They are the hosts of new fashion makeover reality show How Do I Look? Asia, but stylistas Jeannie Mai and Sazzy Falak are definitely not bitchy.
While chatting with The New Paper last Friday at The St Regis Singapore, the duo came across as warm, positive and friendly.
They also praised Singaporeans for having an "effortless" style because they put together simple outfits that work.
"You look like you don't try too hard, which is the best kind of look," said Mai, 36.
The Vietnamese-American host also observed that both men and women here do not mind forking out big bucks for branded keychains on their bags and mobile phones.
"People here will pay more for the accessories on their cell phones than their own clothes," she said.
Mai only unsheathed a hint of her claws when she mused: "Singapore is like anywhere else for fashion. You have your good, your bad and your fugly."
It is the latter two categories that Mai and Malaysian actress and host Falak are hoping to fix in How Do I Look? Asia, the Asian spin-off of Style Network's hit US makeover series How Do I Look?.
How Do I Look? Asia will premiere on DIVA (Singtel TV Ch 303/StarHub TV Ch 513) on Aug 31 at 8pm.
In the series, the pair guide eight fashion victims from all over Asia to style enlightenment, with the help of the participants' friends and family and a professional team of stylists.
Mai, who hosted the original US version, said she was in the show to assist Falak, who takes on most of the hosting duties.
"Sazzy was mostly behind the wheel. My role was to sit in the backseat, watching over her and taking selfies," she said jokingly. "I just show up occasionally to tell my homegirl she's doing a good job."
Falak, 34, said it was a tall order filling Mai's shoes, as Mai successfully hosted the Emmy-nominated How Do I Look? from 2009 to 2012.
"But the Asian incarnation of the show is different, because Asia has such a different energy than the US. Koreans, for instance, have such a unique style," said Falak.
"We also had to be more tactful with the participants. We Asians are culturally more sensitive than Americans.
"If you say something (about their looks) to an American, they might not really care. But Asians can take things very personally sometimes and go, 'Oh my God, people hate me'.
"We had to be careful because some women had self-esteem issues that ran really deep."
Falak said she did not make any participants cry. Instead, she was the one who was moved to tears.
"The Filipino girl Apple, who wore a big blue onesie and looked like Doraemon, was so raw and honest. I just loved her and felt so much for her that I even cried on the show."
Falak remembers Singapore contestant Siti Maisarah, who had struggled to feel beautiful after being told how to dress and act by previous boyfriends.
"She went through something a lot of young girls face, having a guy telling her what to do and losing herself.

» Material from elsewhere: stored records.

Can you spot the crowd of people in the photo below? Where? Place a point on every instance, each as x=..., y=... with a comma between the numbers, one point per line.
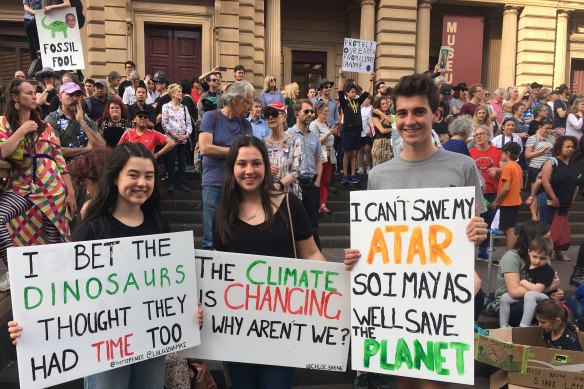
x=268, y=163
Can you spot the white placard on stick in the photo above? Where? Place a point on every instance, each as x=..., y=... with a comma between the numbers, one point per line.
x=358, y=55
x=273, y=311
x=412, y=297
x=88, y=307
x=60, y=39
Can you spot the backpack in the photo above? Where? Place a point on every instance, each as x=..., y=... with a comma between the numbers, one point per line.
x=79, y=9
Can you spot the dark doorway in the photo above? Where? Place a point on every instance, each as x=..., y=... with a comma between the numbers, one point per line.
x=14, y=53
x=174, y=50
x=576, y=77
x=308, y=67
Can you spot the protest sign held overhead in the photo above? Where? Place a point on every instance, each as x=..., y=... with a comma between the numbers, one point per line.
x=358, y=55
x=59, y=39
x=93, y=306
x=412, y=289
x=273, y=311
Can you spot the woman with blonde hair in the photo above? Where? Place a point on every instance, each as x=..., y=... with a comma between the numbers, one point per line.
x=292, y=92
x=481, y=118
x=177, y=125
x=575, y=121
x=270, y=94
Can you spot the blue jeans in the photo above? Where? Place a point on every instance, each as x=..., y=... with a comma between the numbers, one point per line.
x=148, y=374
x=211, y=198
x=252, y=376
x=546, y=213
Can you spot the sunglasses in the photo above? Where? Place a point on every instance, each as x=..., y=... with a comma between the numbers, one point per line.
x=271, y=114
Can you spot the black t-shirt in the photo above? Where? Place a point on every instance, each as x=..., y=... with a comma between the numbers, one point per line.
x=275, y=241
x=97, y=107
x=352, y=120
x=122, y=87
x=117, y=229
x=542, y=275
x=133, y=110
x=113, y=131
x=568, y=341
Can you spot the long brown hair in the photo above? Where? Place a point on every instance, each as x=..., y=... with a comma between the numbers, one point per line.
x=228, y=209
x=14, y=89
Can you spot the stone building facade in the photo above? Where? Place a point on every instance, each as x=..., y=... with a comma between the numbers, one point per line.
x=302, y=40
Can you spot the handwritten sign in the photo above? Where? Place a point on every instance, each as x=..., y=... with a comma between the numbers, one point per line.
x=412, y=290
x=59, y=39
x=273, y=311
x=358, y=55
x=92, y=306
x=443, y=58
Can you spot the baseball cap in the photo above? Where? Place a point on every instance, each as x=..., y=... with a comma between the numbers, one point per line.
x=70, y=88
x=142, y=112
x=160, y=80
x=275, y=105
x=513, y=148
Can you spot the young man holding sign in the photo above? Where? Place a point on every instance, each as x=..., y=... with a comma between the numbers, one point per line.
x=423, y=165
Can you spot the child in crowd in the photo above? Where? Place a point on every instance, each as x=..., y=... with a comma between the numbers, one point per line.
x=540, y=276
x=509, y=192
x=559, y=330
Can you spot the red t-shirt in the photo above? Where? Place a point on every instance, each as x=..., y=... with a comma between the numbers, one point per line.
x=486, y=160
x=149, y=138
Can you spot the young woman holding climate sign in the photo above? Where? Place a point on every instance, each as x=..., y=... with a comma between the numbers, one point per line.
x=253, y=218
x=125, y=204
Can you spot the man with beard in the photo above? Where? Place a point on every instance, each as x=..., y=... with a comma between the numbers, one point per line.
x=98, y=100
x=141, y=93
x=77, y=132
x=310, y=162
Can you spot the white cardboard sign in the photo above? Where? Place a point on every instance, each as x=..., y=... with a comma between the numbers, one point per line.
x=358, y=55
x=412, y=297
x=273, y=311
x=60, y=39
x=92, y=306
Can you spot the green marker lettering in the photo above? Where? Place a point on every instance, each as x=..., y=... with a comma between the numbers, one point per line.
x=370, y=348
x=439, y=359
x=460, y=349
x=26, y=299
x=423, y=356
x=403, y=354
x=248, y=272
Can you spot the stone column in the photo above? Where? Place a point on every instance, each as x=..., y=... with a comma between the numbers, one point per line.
x=367, y=32
x=561, y=42
x=273, y=39
x=423, y=35
x=508, y=57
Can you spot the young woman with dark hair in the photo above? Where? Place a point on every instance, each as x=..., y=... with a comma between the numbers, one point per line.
x=253, y=219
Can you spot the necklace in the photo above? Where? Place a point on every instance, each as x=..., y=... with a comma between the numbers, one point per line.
x=252, y=216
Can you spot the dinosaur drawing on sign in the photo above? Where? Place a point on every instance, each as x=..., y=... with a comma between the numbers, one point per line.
x=55, y=27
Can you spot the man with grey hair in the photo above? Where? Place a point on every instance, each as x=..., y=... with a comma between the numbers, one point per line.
x=460, y=129
x=219, y=129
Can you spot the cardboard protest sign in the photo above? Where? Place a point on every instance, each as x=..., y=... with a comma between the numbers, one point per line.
x=443, y=58
x=358, y=55
x=273, y=311
x=88, y=307
x=412, y=290
x=59, y=39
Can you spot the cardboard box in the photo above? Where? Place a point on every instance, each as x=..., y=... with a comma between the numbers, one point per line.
x=526, y=362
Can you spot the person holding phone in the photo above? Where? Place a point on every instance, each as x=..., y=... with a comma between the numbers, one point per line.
x=39, y=180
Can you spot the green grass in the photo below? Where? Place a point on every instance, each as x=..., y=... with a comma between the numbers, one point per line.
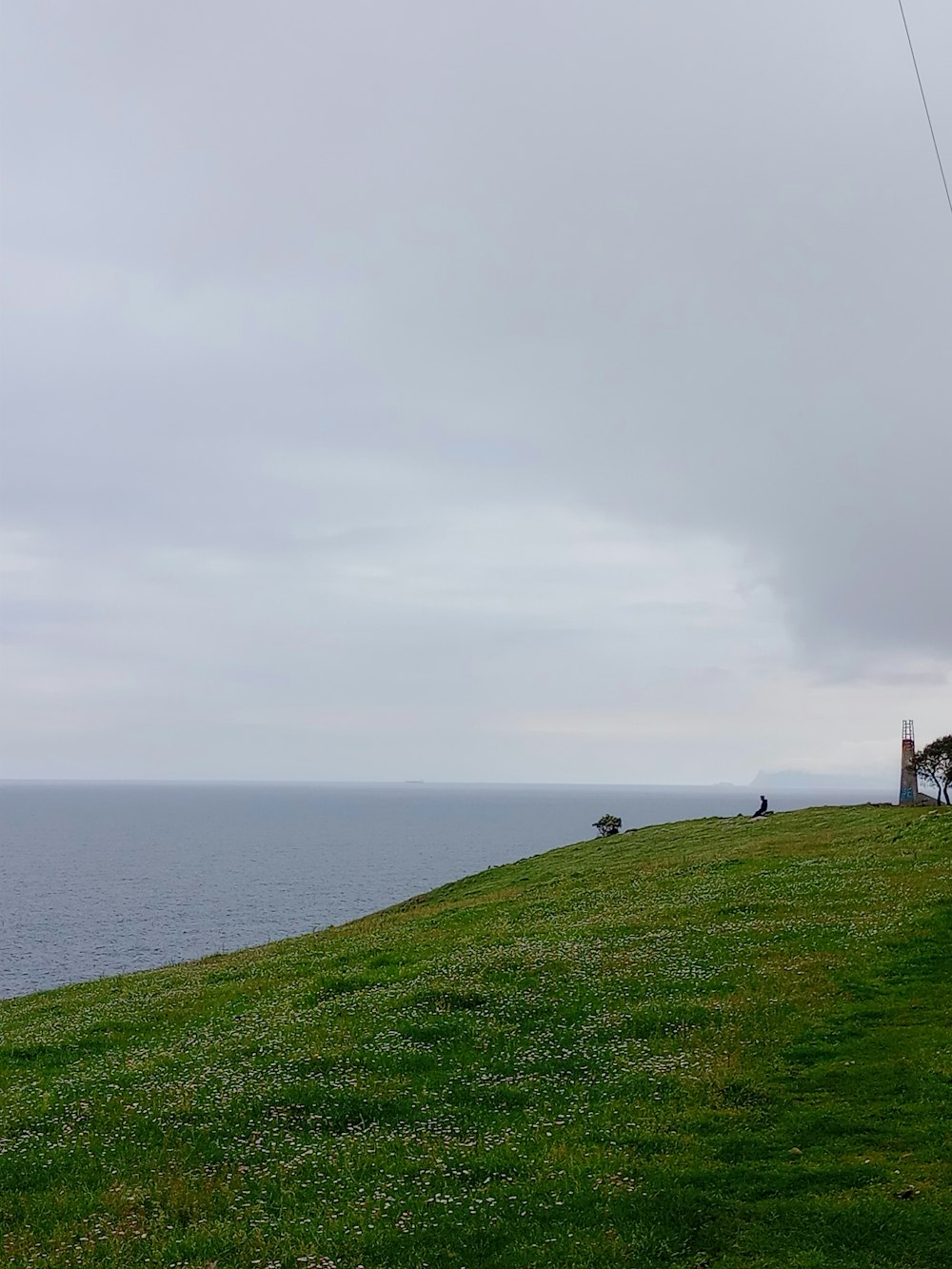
x=714, y=1043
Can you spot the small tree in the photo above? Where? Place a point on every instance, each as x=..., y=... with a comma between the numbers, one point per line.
x=935, y=764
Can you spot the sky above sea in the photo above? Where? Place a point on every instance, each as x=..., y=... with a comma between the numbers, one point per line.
x=528, y=391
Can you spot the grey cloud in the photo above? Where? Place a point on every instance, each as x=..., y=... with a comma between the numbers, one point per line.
x=291, y=287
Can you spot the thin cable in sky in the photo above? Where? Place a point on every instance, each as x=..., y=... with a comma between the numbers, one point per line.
x=916, y=64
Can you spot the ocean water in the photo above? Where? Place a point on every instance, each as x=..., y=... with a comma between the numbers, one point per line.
x=107, y=879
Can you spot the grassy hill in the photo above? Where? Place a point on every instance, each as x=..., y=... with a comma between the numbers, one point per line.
x=712, y=1043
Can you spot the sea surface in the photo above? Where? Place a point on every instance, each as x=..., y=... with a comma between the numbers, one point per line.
x=107, y=879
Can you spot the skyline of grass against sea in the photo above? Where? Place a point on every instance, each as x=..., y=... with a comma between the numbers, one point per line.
x=715, y=1043
x=113, y=877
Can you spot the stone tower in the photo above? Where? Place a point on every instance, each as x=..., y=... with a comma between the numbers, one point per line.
x=908, y=784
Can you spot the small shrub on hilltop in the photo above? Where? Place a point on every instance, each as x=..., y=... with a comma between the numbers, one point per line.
x=935, y=764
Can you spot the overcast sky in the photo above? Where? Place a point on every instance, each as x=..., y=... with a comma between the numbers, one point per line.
x=517, y=389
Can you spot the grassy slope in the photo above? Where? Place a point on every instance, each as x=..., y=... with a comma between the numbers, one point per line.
x=719, y=1042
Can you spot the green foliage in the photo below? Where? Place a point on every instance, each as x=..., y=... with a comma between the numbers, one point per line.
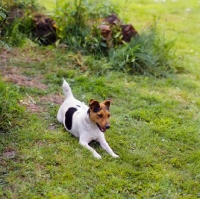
x=10, y=111
x=148, y=53
x=75, y=19
x=17, y=26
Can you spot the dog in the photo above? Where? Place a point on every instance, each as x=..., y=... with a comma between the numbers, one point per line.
x=86, y=123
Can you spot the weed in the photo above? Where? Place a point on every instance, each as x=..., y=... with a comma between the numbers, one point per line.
x=148, y=53
x=10, y=111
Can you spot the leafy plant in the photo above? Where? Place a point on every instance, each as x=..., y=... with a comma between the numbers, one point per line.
x=148, y=53
x=10, y=111
x=77, y=22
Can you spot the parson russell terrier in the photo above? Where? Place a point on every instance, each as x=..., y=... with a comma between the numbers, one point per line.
x=86, y=123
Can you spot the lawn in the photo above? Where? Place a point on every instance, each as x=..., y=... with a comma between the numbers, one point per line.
x=155, y=122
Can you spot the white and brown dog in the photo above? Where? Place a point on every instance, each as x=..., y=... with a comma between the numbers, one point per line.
x=86, y=123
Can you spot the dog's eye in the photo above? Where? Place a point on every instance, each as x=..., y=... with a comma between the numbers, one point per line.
x=100, y=115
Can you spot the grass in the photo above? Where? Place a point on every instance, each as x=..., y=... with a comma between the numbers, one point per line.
x=154, y=124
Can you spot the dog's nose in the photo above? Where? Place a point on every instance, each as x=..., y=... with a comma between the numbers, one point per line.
x=107, y=126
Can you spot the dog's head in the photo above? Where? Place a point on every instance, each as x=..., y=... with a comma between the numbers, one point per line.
x=100, y=114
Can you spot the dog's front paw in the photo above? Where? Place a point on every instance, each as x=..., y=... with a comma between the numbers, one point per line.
x=115, y=155
x=97, y=156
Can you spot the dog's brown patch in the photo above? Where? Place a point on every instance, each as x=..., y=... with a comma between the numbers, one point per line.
x=100, y=114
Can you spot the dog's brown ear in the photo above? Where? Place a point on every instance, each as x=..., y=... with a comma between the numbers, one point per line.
x=107, y=103
x=94, y=105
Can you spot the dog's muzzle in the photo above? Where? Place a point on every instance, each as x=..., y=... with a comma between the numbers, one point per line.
x=103, y=129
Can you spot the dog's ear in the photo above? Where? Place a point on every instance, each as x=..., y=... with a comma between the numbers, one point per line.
x=107, y=103
x=94, y=105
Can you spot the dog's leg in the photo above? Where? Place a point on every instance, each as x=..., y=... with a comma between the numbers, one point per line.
x=94, y=153
x=105, y=146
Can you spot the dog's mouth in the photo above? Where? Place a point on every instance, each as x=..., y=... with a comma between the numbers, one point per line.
x=101, y=129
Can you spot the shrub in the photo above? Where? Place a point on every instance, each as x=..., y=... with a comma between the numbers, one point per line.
x=148, y=53
x=75, y=20
x=10, y=111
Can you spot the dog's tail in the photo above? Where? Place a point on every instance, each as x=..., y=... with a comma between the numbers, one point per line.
x=66, y=89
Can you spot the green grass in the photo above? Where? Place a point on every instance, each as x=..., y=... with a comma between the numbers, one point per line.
x=154, y=124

"When viewers watch her transformation, I think they will feel inspired."
And when it comes to ugly clothes, Mai is adamant that they should be recycled - or burned.
"On How Do I Look?, the bad outfits sucked up by the Eww Tube (a vacuum cleaner-like machine) were mostly donated. The truly horrendous ones were burned so that their owners would never wear them again.
"But you know, really gross T-shirts can make good dishrags. And some fuzzy clothes can be made into a carpet."
More confident and 'livelier' after makeover
Miss Siti Maisarah Muhamad Ashiri, the Singapore participant on How Do I Look? Asia, used to let the men in her life dictate her fashion choices.
"My style used to change with each partner," said the 30-year-old senior facilities executive.
"It was easier figuring out what clothes my partner wanted me in, rather than what I felt best in.
"After I decided to be 'single and unavailable', I went for low-key, covered-up clothes. It was like creating a wall, using comfort as an excuse."
Miss Maisarah said her sister nominated her for How Do I Look? Asia. Her episode airs on Sept 28.
"She loves me a lot, but she absolutely hates the wardrobe collection I owned before the show."
After a Skype interview, Miss Maisarah made it on to the show and called it an eye-opener and a "truly exhilarating experience".
"I felt really awkward and out of place at first, but Sazzy and the team at DIVA were awesome and helped chase the jitters away. I did not get to see Jeannie during filming, but she is a style icon to me."
Miss Maisarah thinks the criticism of her "before" look was fair, though it was hard to accept initially.
"I was a little sensitive at the time, so some comments were difficult to register.
"Yet, it was valuable advice, which I feel was crucial to my self-acceptance and change. Sazzy inspired me a lot. I carry her motivational words with me until today."
These days, Miss Maisarah feels confident and happier, thanks to a new wardrobe - and a new boyfriend.
"My clothes are more put together and I have started shopping again. I feel livelier, too.
"This wonderful man I am dating has seen me at my worst and also my newly revamped style and says he appreciates me both ways."